A ida para dentro da banheira foi um saltinho e a água escorria enquanto ambos se tocavam com a intensidade certa. Cada toque já os fazia gemer. E que gemidos. Ela delirava e deixava já escorrer bastante líquido vaginal. Ele beijava-lhe todos os cantos do corpo. Naquele espaço apenas silêncio de palavras pois os gritos eram muitos e água muito barulho fazia. Ele virou-a de costas para ele, dobrou-a e penetrou-a.

– “Isso, vem!” Disse ela.

Ela queria que ele entrasse fundo. Entrasse cheio de vontade. Com muita intenção. Cada pancada que dava dentro dela fazia-a gritar cada vez mais. Fazia chegar aos orgasmos com uma rapidez nada esperada.

– “Não pares!” Disse ela.

Ele não parava. Puxava-lhe os cabelos para trás. Batia-lhe no rabo com toda a força. Ela gritava. Ela desesperava. Ela queria mais e mais. Molhados foram para a grande cama de casal do quarto. Ela deitou-se de barriga para cima e ele encaixou em cima dela. Os braços dele agarravam firme as pernas dela e cada entrada dentro dela obrigava-a a agarrá-lo com mais força. Com mais pressão. Ela já se tinha vindo umas quantas vezes desde o banho até à cama.

– “Fode-me de quatro, ali!”

Onde era o ali dela? Era na varanda. A varanda era ao lado de todas as outras varandas. Um hotel completamente cheio. Onde o silêncio reinava. Ela colocou-se de quatro e foi partida aos poucos por ele. Ele fazia de tudo para a fazer gritar em alto e bom som. Mas não conseguia. Ela sabia controlar-se tão bem. Sabia como manter-se em silêncio. Sabia como não acordar nenhum dos hóspedes do hotel. Ele bem fazia de tudo, penetrava enquanto brincava com os seus mamilos, enquanto beijava o seu corpo mas nada. Nada de nada.
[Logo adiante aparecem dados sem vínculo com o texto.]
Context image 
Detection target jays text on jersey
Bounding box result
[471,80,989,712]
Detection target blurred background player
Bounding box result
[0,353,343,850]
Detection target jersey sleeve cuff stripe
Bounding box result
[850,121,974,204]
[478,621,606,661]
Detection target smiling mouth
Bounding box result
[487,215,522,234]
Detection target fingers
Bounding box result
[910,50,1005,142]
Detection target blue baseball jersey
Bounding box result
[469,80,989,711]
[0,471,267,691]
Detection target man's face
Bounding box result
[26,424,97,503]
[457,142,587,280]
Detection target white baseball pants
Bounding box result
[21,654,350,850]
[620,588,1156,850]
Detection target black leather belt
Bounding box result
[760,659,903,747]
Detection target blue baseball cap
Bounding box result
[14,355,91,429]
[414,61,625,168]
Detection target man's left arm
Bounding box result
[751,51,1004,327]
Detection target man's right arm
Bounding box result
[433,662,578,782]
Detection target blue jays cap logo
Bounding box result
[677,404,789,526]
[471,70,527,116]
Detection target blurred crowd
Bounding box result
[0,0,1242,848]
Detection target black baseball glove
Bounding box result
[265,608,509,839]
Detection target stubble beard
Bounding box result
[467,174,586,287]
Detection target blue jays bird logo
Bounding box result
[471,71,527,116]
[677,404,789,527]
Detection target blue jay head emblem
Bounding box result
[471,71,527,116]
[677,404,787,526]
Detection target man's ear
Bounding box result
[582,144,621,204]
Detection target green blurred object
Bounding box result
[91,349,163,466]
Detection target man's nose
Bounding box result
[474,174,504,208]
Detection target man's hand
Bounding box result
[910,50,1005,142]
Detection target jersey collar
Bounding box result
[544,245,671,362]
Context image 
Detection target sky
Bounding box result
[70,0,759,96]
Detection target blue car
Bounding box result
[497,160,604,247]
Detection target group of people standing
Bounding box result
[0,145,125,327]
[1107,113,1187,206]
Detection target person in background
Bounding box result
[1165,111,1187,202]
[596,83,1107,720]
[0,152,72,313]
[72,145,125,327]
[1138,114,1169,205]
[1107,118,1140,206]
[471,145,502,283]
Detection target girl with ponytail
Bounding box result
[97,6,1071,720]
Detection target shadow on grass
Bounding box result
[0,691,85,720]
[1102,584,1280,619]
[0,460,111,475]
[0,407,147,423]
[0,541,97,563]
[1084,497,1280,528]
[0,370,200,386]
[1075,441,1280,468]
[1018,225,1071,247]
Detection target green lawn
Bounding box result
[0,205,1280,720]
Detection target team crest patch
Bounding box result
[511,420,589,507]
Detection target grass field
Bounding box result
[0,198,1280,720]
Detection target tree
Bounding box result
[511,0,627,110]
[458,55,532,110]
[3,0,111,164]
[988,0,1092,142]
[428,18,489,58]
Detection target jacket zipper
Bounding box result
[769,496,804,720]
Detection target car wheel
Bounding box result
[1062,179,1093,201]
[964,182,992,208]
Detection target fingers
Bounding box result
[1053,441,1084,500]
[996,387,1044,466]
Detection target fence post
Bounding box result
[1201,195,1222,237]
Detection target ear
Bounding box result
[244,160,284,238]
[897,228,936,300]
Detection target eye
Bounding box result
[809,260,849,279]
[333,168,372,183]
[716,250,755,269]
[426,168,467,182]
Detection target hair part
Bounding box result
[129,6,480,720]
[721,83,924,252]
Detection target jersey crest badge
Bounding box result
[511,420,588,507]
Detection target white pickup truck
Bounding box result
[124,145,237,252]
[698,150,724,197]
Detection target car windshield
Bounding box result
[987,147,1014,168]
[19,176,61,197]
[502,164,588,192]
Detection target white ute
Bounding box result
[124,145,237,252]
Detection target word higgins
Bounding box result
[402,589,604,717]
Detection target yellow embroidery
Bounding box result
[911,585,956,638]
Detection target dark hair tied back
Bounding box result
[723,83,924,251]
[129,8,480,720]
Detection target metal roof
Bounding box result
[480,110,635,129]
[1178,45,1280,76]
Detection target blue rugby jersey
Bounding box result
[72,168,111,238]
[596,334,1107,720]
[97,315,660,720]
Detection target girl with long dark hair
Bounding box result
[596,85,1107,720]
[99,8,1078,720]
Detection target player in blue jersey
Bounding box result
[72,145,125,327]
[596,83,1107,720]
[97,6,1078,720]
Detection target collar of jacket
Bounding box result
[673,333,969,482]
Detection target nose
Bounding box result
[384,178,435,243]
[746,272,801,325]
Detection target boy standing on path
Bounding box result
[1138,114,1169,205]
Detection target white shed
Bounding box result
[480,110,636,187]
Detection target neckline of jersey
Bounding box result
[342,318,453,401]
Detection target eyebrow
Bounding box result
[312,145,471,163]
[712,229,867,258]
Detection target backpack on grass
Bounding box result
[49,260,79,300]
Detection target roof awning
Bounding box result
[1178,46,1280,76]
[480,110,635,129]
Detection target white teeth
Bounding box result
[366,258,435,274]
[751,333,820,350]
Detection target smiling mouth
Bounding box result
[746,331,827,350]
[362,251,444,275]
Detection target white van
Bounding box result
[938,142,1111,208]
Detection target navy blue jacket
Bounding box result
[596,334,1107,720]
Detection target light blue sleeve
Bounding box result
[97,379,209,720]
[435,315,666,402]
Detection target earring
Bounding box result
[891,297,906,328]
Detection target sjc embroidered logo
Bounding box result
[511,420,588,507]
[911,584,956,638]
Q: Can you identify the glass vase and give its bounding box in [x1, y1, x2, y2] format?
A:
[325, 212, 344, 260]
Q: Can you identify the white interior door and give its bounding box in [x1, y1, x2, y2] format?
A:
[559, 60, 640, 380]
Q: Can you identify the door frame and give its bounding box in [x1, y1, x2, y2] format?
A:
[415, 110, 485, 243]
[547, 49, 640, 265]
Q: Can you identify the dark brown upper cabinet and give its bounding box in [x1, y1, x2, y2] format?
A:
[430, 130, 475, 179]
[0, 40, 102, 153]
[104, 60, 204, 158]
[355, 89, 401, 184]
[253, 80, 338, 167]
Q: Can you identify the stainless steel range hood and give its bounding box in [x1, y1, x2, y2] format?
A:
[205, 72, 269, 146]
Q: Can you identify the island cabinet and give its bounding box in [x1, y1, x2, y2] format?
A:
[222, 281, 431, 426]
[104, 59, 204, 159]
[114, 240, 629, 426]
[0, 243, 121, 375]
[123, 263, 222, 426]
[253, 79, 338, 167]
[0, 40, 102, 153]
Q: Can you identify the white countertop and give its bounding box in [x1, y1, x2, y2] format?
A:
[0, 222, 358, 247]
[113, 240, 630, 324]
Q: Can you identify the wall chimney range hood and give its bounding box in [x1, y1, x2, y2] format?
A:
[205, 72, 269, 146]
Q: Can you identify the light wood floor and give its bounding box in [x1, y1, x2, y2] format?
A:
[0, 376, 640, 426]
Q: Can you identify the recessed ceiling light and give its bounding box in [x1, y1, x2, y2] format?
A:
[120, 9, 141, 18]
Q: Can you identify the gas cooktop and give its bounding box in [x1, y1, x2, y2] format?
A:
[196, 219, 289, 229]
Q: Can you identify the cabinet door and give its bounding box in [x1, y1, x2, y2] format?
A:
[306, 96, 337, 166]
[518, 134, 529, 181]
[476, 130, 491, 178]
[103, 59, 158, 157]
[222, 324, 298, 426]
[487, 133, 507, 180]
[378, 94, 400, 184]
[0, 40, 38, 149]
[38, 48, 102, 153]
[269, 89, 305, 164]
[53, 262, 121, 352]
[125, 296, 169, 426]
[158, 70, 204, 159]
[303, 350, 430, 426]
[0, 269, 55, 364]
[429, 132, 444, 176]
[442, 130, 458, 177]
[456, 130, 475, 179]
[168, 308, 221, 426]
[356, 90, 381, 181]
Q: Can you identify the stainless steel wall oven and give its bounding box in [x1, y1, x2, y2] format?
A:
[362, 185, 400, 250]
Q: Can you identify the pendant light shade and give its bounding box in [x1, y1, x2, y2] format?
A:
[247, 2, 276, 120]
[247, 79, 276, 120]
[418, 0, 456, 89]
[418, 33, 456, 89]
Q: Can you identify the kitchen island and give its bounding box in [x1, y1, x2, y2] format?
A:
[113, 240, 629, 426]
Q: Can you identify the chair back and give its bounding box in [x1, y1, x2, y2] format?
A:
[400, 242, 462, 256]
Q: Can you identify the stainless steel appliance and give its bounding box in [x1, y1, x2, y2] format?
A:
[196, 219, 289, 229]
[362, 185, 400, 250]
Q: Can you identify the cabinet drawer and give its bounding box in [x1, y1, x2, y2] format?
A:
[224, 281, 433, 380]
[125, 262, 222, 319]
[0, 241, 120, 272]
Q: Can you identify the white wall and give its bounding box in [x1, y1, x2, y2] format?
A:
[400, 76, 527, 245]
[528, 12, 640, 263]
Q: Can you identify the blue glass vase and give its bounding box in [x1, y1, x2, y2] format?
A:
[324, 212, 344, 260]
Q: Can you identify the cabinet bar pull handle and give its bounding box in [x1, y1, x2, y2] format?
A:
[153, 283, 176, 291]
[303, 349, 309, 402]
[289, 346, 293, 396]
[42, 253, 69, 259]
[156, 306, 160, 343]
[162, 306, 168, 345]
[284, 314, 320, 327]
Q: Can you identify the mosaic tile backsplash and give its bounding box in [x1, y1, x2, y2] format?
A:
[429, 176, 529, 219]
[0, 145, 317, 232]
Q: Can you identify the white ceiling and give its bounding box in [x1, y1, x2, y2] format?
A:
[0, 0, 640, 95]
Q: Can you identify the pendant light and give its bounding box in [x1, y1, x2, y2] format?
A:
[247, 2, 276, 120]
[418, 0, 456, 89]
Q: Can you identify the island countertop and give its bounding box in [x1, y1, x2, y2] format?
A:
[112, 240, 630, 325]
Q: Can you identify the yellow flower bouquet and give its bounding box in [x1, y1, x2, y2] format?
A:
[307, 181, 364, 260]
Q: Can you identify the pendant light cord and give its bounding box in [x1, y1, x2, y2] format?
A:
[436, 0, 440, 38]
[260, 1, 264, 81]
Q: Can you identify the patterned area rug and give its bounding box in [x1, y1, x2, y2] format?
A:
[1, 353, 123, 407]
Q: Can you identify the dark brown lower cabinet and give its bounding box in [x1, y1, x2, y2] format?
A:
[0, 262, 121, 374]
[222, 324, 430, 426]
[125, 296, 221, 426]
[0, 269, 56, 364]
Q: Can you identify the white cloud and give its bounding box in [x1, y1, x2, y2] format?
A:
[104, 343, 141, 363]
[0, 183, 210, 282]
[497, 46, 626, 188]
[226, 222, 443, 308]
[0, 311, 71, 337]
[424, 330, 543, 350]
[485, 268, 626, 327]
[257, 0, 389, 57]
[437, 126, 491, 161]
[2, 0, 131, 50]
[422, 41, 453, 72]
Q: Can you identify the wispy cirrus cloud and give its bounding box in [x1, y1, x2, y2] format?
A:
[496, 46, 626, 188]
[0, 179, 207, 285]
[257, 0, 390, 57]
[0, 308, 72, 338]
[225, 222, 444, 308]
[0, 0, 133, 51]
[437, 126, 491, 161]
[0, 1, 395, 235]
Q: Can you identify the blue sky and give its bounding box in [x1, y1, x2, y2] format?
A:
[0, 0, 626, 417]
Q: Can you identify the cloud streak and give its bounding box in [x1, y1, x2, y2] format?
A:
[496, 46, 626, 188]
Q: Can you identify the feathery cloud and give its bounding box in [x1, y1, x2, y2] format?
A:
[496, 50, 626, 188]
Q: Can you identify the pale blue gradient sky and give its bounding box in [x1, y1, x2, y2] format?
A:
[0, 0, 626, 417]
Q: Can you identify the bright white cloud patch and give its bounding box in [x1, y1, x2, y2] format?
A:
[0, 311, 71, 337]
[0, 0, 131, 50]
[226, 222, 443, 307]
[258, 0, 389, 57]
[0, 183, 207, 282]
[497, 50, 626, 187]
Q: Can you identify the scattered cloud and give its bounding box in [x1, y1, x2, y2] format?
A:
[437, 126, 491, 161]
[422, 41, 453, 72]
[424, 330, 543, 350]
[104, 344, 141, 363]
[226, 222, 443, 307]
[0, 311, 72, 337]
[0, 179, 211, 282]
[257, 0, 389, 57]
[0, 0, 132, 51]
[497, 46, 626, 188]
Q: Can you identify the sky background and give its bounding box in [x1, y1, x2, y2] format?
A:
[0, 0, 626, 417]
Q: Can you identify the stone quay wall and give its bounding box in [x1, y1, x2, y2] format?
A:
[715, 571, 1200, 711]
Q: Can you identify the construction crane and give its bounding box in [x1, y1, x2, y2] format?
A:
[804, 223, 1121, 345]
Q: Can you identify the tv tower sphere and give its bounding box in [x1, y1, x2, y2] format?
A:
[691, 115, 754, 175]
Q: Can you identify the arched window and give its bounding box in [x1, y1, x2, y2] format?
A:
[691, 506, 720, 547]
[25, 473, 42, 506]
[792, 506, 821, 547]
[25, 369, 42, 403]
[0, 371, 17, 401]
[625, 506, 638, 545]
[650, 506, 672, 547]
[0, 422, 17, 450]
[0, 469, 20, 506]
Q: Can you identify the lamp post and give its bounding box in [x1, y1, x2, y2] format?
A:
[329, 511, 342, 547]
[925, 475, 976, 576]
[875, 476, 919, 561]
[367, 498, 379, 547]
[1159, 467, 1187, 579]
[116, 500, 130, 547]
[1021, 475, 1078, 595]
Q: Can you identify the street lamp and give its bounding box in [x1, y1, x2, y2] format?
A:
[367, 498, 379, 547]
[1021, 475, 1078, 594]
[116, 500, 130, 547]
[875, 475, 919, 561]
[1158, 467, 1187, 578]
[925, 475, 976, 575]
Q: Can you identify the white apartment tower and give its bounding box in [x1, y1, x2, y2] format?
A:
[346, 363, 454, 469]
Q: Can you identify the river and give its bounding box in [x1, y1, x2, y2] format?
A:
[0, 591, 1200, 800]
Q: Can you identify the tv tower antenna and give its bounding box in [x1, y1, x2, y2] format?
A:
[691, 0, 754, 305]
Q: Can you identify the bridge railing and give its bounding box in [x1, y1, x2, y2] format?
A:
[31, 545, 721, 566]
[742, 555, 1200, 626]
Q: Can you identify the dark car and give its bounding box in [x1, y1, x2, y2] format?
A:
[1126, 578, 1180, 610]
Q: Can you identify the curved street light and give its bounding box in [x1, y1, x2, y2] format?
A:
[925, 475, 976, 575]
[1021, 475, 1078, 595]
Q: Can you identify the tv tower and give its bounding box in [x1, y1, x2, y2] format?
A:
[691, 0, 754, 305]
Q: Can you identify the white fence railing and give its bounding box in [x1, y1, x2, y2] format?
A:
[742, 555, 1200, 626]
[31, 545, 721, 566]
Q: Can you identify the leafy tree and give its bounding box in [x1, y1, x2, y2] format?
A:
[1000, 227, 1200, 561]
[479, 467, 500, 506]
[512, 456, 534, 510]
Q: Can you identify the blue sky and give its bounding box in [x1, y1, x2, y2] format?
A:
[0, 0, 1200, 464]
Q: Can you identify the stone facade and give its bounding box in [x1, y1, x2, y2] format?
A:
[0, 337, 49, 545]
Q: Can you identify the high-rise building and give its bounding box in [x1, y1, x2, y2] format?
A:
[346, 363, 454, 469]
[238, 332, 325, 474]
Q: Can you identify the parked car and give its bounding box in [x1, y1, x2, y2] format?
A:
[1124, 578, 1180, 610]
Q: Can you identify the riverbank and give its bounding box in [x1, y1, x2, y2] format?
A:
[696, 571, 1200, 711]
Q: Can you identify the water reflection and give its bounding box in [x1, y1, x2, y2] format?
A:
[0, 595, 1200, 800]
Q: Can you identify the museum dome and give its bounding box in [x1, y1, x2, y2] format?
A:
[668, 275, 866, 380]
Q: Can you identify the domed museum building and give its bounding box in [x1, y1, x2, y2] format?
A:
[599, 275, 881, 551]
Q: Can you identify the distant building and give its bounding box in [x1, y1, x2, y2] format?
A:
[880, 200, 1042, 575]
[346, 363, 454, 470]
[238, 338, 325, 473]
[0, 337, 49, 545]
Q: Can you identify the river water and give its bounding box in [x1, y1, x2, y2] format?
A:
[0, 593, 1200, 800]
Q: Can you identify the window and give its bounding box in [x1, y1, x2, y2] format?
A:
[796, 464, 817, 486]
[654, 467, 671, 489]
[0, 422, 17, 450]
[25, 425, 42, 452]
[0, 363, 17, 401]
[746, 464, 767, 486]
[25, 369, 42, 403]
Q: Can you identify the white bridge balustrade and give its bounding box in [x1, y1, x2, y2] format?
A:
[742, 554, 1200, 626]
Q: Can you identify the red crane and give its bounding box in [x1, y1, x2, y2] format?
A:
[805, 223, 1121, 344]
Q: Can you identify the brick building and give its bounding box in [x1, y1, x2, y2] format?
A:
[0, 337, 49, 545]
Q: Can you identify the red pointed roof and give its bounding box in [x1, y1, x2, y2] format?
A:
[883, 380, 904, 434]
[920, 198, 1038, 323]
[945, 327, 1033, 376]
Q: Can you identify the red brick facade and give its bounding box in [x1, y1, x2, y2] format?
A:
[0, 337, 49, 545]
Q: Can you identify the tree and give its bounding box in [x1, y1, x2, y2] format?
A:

Da varanda voltaram para a cama, ela queria cavalgar em cima dele e assim o fez. Meteu-se de costas para ele e fez com que o rabo trabalhasse sozinho. Ela mostrava que sabia o que estava a fazer. Mostrava toda a sua experiência. Ele gemia por todo o lado, tinha o seu pénis a sofrer um tratamento de elevado nível. Ela saltava e cavalgava da melhor forma gritando ao mesmo tempo e levando-o ao delírio. Ele entretanto veio-se, depois de muita luta e suor, veio-se dentro dela e puxou-a logo para si. Um movimento querido e que finalizava uma boa hora de sexo.